Con muchos besos, A.

*Today I have my 6-week postpartum checkup. And while for the most part I am feeling surprisingly good, there will be NO SORT OF HUMPING today. Or in the near future. No effing way. Sorry, Tim.

Friday, January 13, 2012

She's Fresh

New year, new adventures, new baby, new new new. New virtual home.

After several years of sharing a space with my beloved co-bloggess E., it became clear (through utter dearth of content) that we had outgrown our beloved blog. Too many life changes, too much identity crisis. How could I write about breastfeeding on the same blog where I wrote about the first time I enjoyed...well...let's just leave it that it was something ADULT. 

I loved my old life, my old self. My freedom, my tiny apartment in Brooklyn. My high heels and haircuts and boy-crazy complete self-indulgence. Now I am a certified suburban mom, with two daughters, a station wagon, a mortgage, and a babydaddy boyfriend* whose laundry I refuse to put away because I ALREADY HAVE TWO KIDS YOU ARE A GROWNUP GODDAMMIT TIM.

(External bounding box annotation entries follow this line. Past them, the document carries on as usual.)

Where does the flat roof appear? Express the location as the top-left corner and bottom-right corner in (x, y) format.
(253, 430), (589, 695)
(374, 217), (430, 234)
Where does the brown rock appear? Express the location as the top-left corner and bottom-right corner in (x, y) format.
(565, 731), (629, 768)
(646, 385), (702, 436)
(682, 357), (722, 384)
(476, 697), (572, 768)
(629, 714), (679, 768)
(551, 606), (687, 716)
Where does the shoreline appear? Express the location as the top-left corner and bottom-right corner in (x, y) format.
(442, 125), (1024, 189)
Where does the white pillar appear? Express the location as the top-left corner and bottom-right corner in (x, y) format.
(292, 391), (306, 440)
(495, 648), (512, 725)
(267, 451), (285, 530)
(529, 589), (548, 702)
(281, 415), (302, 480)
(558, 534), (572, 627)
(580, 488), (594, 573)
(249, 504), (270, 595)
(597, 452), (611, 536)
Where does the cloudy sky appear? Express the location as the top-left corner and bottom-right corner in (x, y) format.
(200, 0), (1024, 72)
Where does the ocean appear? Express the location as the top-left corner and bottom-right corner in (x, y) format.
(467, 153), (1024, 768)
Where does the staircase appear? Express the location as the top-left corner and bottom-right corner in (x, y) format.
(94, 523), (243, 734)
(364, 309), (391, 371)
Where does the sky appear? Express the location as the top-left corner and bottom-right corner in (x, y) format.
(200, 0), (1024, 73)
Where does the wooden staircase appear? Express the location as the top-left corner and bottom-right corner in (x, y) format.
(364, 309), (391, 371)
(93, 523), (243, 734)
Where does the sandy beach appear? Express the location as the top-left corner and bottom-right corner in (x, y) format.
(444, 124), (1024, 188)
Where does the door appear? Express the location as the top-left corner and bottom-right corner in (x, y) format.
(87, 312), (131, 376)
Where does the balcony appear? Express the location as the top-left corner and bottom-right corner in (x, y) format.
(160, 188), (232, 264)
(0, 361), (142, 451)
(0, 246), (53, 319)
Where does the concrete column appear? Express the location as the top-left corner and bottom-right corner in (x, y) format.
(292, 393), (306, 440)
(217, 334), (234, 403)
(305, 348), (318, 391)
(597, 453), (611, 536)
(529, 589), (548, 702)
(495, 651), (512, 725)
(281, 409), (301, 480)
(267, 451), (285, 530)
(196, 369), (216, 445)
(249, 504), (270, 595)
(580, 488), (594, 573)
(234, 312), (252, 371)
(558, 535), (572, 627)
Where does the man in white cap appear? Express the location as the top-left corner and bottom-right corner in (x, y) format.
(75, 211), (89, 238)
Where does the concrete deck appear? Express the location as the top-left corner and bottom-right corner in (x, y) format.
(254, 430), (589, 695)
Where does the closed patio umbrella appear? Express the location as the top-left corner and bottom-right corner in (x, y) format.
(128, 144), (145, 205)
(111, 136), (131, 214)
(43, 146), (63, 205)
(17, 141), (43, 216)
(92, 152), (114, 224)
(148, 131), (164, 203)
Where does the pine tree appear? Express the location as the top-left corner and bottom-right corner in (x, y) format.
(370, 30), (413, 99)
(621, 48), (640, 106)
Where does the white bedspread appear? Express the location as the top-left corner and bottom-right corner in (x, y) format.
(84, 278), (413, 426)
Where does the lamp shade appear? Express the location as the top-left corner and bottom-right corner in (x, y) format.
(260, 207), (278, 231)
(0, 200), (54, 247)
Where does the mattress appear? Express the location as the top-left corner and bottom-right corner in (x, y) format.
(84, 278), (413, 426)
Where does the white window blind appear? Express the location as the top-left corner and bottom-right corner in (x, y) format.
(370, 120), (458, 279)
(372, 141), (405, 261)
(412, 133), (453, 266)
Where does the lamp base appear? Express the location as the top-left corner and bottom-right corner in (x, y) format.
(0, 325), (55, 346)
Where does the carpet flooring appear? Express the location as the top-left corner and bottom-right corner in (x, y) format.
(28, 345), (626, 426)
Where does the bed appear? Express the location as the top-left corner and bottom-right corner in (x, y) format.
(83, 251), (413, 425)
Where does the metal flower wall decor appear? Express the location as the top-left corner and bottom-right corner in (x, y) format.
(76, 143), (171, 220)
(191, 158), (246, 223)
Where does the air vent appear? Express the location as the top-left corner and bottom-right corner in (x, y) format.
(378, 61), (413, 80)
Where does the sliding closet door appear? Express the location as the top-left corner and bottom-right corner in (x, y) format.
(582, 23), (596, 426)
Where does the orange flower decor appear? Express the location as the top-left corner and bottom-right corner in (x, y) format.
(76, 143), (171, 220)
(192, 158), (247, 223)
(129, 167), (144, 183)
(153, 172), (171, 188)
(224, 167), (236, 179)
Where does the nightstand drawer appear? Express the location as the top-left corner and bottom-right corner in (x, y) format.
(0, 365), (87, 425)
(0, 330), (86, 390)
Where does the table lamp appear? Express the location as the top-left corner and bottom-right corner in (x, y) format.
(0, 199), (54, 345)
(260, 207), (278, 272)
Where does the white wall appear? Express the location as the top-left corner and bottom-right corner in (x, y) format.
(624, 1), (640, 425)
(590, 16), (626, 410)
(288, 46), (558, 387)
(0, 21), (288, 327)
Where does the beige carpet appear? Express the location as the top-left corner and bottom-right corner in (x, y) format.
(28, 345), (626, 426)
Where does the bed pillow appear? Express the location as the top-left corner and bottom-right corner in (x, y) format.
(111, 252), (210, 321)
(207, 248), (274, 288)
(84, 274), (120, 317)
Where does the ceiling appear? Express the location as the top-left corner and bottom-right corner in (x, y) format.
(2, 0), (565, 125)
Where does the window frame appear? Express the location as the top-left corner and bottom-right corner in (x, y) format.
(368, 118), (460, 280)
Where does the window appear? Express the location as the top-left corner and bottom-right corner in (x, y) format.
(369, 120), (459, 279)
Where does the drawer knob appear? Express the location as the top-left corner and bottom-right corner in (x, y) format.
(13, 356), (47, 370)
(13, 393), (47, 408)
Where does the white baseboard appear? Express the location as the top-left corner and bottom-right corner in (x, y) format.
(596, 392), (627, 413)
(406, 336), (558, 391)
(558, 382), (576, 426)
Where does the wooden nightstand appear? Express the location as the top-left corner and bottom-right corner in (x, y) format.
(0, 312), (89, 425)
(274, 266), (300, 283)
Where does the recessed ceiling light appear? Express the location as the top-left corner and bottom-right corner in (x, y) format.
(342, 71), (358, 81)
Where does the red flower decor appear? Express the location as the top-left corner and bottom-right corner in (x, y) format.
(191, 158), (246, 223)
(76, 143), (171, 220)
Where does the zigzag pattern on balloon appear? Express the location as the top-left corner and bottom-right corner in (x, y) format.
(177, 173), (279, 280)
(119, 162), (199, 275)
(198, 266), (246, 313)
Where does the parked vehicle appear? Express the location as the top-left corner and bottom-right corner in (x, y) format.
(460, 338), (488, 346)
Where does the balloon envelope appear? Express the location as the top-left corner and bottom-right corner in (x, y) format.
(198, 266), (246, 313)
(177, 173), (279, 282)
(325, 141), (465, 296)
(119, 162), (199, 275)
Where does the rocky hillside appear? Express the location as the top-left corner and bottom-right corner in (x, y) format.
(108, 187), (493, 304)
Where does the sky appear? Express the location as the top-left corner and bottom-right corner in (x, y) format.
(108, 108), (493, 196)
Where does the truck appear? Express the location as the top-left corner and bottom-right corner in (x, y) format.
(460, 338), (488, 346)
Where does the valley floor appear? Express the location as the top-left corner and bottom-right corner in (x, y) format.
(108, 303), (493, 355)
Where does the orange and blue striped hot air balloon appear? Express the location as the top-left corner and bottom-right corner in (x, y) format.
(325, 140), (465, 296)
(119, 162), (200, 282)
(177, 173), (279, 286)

So, let's pile on to this mommyblogger thing, shall we? If I am not sponsored by Pampers before this quarter is over, THEIR LOSS. Cause you bet I am gonna get all up in your face with baby poop and other fascinating shit.


You betcha.

Con Muchos Besos, A. 

*can someone please invent a better term for a non-married coparent? Boyfriend sounds too frivilous. PARTNER sounds too business-y. Sometimes I just say "husband" and feel like I am getting away with something slightly naughty. So. Any suggestions?